Samples were collected from two sites in Kent, England; Erith and Isle of Grain/Sheppey, near Sheerness, with the latter being more estuarine.
The fibres were predominantly red or black polyamides and other fibres included acrylic, nylon, polyethylene and polyethylene terephthalate.
The full academic research paper and its conclusions can be read here.
Our own research at Thames21, as part of our Thames River Watch programme, shows that 74 per cent of the litter found in the Thames is food-related packaging.
Items, such as wrappers, swiftly break down into the type of microplastic that has been found in the recent academic research.
Our trained citizen scientists found, in 36 litter surveys, approximately 35,000 pieces of plastic, less than 2.5cm in size.
You can volunteer to help us monitor the health of the River Thames. Visit our Thames River Watch page to find out more.

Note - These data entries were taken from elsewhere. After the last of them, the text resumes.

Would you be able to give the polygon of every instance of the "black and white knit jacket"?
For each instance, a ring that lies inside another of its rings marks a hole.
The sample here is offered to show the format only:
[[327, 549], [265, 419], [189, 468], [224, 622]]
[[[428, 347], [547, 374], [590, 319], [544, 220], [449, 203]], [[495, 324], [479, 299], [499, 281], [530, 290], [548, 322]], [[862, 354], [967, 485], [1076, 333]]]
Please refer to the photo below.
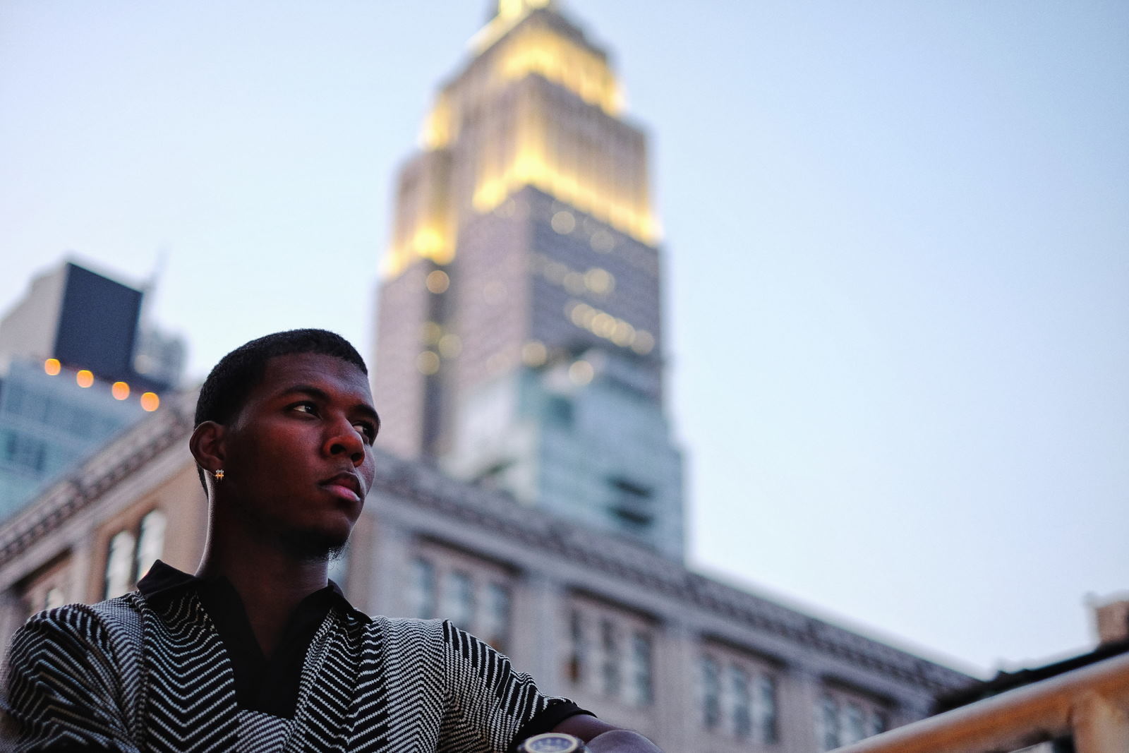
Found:
[[[224, 643], [189, 590], [33, 616], [12, 639], [0, 751], [502, 753], [576, 713], [476, 638], [437, 620], [333, 608], [297, 713], [240, 710]], [[520, 733], [520, 737], [518, 737]]]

It is likely that rivers and waterways are the major source of marine plastic, but we don’t know the source for certain. This was one of the themes we brought up with MPs recently at Conservative and Labour Party conferences, where we were part of a River Room with Thames Water, Tideway and the Port of London Authority.
Among the subjects we raised with MPs and politicians was the general issue of plastic litter. We asked for their help to find funding for research to provide evidence of the sources of litter, as well as to encourage behaviour change among consumers to avoid buying goods packaged in plastic. We also sought the help of those politicians to engage with manufacturers to phase out unnecessary plastic.